Enterprise Products Partners L.P. (EPD) is the biggest midstream player in oil and gas. Think pipelines, storage, gathering and processing, export terminals, petrochemical plants, and other extremely valuable and hardly replaceable assets over vast US territories. For many, it is the ultimate investment due to its unique features. Although some of them are well-known, I will start by commenting on them. After that, we will proceed to valuation and suggest a strategy for investing in EPD.
High and growing yield
It is now forward-looking ~6.7% and the distribution keeps increasing by 2-2.5% every 6 months. Some investors, retirees in particular, take an extreme position of not being concerned about the stock (or unit, in EPD’s case) price as long as the yield is high, growing, and sustainable. Almost all EPD articles emphasize high yield without explaining what “high” means. Not so long ago, EPD’s yield was 8%. Do you still think 6.7% is high? How about 6%? Investigating EPD’s threshold yield will be an important part of this article.
Tax-advantaged distributions
EPD benefits from its status as an MLP, which provides tax advantages to U.S. investors (just in case - do not hold EPD in IRA accounts!). Simplified, investors face minimal or no taxes on distributions for the first 7 years or so, thanks to a depreciation shield that offsets the partnership's earnings. EPD’s maintenance CapEx is much lower than its depreciation expenses, making its accrual earnings significantly lower than its cash flows.
Once the depreciation shield is exhausted, distributions are taxed as ordinary income. Additionally, when selling EPD units, investors are subject to "depreciation recapture," with a part of the capital gains taxed as ordinary income.
This latter aspect is a strong EPD advantage for me. MLP investors may become forced sellers if their MLP is acquired for cash. EPD’s large size and substantial insider ownership almost eliminate this risk.
Strong distribution coverage and low leverage
EPD’s distribution coverage is typically slightly below 2, at 1.9 in 2023. I don’t focus on the exact figure as long as it remains sufficiently high, given that excess cash flow is typically allocated to capital projects. In other words, EPD is not hoarding cash but rather reinvesting it, which supports the sustainability of future distributions.
Low leverage is one of the EPD’s best features. EPD’s debt is rated A- which makes it safer than its peers and provides a desirable optionality to the company’s strategy.
Insider Ownership
EPD has high insider ownership of ~32% mostly in the form of the Duncan Family Trust (Dan Duncan was the EPD co-founder and main shareholder who passed away in 2010) evenly split between four of Duncan’s children. One of them (Ms. Randa Duncan Williams) has been actively involved in running EPD - she was the CEO during 1994-2001 and is currently its Chairman.

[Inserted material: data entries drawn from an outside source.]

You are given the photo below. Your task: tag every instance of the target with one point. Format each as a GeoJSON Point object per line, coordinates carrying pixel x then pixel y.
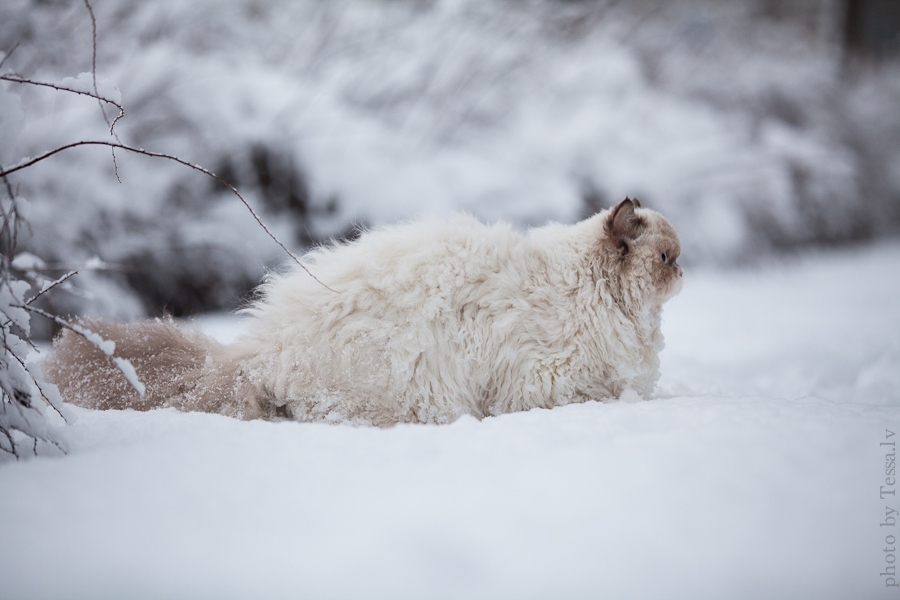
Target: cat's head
{"type": "Point", "coordinates": [643, 248]}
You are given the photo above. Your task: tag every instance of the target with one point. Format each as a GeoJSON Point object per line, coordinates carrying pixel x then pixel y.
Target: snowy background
{"type": "Point", "coordinates": [753, 472]}
{"type": "Point", "coordinates": [749, 127]}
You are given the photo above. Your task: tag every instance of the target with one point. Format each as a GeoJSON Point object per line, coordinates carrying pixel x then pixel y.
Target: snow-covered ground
{"type": "Point", "coordinates": [757, 471]}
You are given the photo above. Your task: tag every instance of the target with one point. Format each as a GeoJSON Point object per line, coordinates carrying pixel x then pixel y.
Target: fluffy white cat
{"type": "Point", "coordinates": [420, 322]}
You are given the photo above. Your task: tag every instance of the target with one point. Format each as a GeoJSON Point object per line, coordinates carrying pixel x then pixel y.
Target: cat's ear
{"type": "Point", "coordinates": [623, 225]}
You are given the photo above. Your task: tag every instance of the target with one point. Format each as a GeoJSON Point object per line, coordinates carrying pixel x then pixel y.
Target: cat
{"type": "Point", "coordinates": [419, 322]}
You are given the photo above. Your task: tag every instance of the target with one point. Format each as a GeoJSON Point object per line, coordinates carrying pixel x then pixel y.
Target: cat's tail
{"type": "Point", "coordinates": [179, 367]}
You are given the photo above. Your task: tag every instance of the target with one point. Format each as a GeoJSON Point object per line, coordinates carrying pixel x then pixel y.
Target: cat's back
{"type": "Point", "coordinates": [405, 261]}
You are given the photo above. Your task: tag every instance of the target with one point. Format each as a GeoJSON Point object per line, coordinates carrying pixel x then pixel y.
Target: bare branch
{"type": "Point", "coordinates": [8, 54]}
{"type": "Point", "coordinates": [55, 283]}
{"type": "Point", "coordinates": [13, 78]}
{"type": "Point", "coordinates": [37, 384]}
{"type": "Point", "coordinates": [94, 63]}
{"type": "Point", "coordinates": [180, 161]}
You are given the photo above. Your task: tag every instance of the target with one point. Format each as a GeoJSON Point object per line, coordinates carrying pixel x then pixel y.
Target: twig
{"type": "Point", "coordinates": [59, 281]}
{"type": "Point", "coordinates": [8, 54]}
{"type": "Point", "coordinates": [94, 61]}
{"type": "Point", "coordinates": [13, 78]}
{"type": "Point", "coordinates": [180, 161]}
{"type": "Point", "coordinates": [37, 383]}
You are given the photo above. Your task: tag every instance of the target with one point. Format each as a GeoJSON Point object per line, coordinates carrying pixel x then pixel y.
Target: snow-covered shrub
{"type": "Point", "coordinates": [23, 395]}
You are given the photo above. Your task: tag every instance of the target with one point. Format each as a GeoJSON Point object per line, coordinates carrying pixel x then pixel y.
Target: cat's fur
{"type": "Point", "coordinates": [420, 322]}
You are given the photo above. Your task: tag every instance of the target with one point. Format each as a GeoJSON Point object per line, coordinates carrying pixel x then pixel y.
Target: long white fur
{"type": "Point", "coordinates": [427, 321]}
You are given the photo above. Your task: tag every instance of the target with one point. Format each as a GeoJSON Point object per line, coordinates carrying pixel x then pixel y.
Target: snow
{"type": "Point", "coordinates": [755, 472]}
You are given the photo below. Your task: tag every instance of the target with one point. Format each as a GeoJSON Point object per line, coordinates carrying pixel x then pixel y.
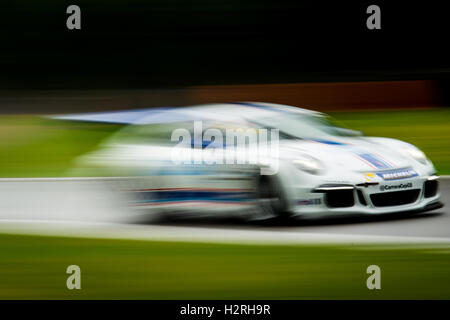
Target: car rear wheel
{"type": "Point", "coordinates": [271, 203]}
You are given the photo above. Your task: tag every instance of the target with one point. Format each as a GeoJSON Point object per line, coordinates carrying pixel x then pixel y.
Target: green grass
{"type": "Point", "coordinates": [33, 267]}
{"type": "Point", "coordinates": [32, 147]}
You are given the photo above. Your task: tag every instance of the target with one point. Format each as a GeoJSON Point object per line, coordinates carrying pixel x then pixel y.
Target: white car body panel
{"type": "Point", "coordinates": [212, 189]}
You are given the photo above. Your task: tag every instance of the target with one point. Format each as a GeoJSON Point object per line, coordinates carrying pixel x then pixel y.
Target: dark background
{"type": "Point", "coordinates": [174, 43]}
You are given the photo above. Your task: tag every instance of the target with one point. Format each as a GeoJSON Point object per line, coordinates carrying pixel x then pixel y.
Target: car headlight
{"type": "Point", "coordinates": [308, 164]}
{"type": "Point", "coordinates": [415, 153]}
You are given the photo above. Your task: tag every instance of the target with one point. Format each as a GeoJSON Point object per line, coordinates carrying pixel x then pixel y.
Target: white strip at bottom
{"type": "Point", "coordinates": [196, 234]}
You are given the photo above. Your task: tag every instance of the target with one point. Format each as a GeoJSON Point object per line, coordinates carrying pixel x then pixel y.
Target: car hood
{"type": "Point", "coordinates": [354, 153]}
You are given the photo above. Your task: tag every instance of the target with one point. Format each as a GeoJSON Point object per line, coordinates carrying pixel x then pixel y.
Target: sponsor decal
{"type": "Point", "coordinates": [309, 202]}
{"type": "Point", "coordinates": [397, 174]}
{"type": "Point", "coordinates": [396, 186]}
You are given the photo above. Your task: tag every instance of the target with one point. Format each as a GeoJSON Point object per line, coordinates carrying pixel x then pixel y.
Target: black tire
{"type": "Point", "coordinates": [271, 202]}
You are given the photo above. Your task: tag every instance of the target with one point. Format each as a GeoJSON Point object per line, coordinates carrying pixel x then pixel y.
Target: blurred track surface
{"type": "Point", "coordinates": [55, 204]}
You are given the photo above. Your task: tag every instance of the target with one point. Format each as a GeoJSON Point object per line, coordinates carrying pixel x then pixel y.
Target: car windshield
{"type": "Point", "coordinates": [305, 126]}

The existence of a dominant and knowledgeable unitholder is generally beneficial for retail investors: you can be assured that the best management is hired and prevented from self-dealing. You can also be certain that the company will be run in the interest of long-term holders with positive consequences such as a solid balance sheet and certain conservatism.
However, the alignment between the Trust and retail investors is not perfect. A billionaire not actively involved in the business (3 siblings have not been involved) is more concerned with the preservation of her capital, steady income, and gradual growth. Besides, this billionaire is more constrained in the movement of her massive capital locked in the Trust. On the contrary, many retail investors still badly want to become materially richer and can quickly move their capital. This is where the alignment ends except for those who are happy with just receiving their gradually growing distributions regardless of anything else.
Most of the above is summarized in one of EPD’s recent slides.
Natural gas versus oil
EPD benefits from much higher exposure to natural gas vs. oil as the former has gained from several unrelated factors and developments, with some of them very recent.
Oil is more susceptible to environmental scrutiny compared to natural gas.
Russia has lost most of its natural gas markets in Europe due to the war in Ukraine and related events. The U.S. is stepping in to fill this gap with increased LNG shipments. The new U.S. administration will likely approve more LNG terminals, further driving natural gas demand. More natural gas/NGL infrastructure will be required which will further boost EPD growth.
Natural gas is well-positioned to play a significant role in meeting the energy needs of data centers. It offers greater reliability and requires less physical space compared to solar and wind. Furthermore, it is more cost-effective than solar or wind combined with battery storage and can be deployed much faster than nuclear energy.
One barrel of oil is equivalent to ~6 million BTUs (MMBTUs) of natural gas in energy content. Historically, these 6 MMBTUs of natural gas have been much cheaper than a barrel of oil, primarily because oil is easier to handle, store, and transport. This price gap could narrow as developing LNG infrastructure makes natural gas more accessible and easier to ship globally, reducing logistical disadvantages and increasing its competitiveness with oil.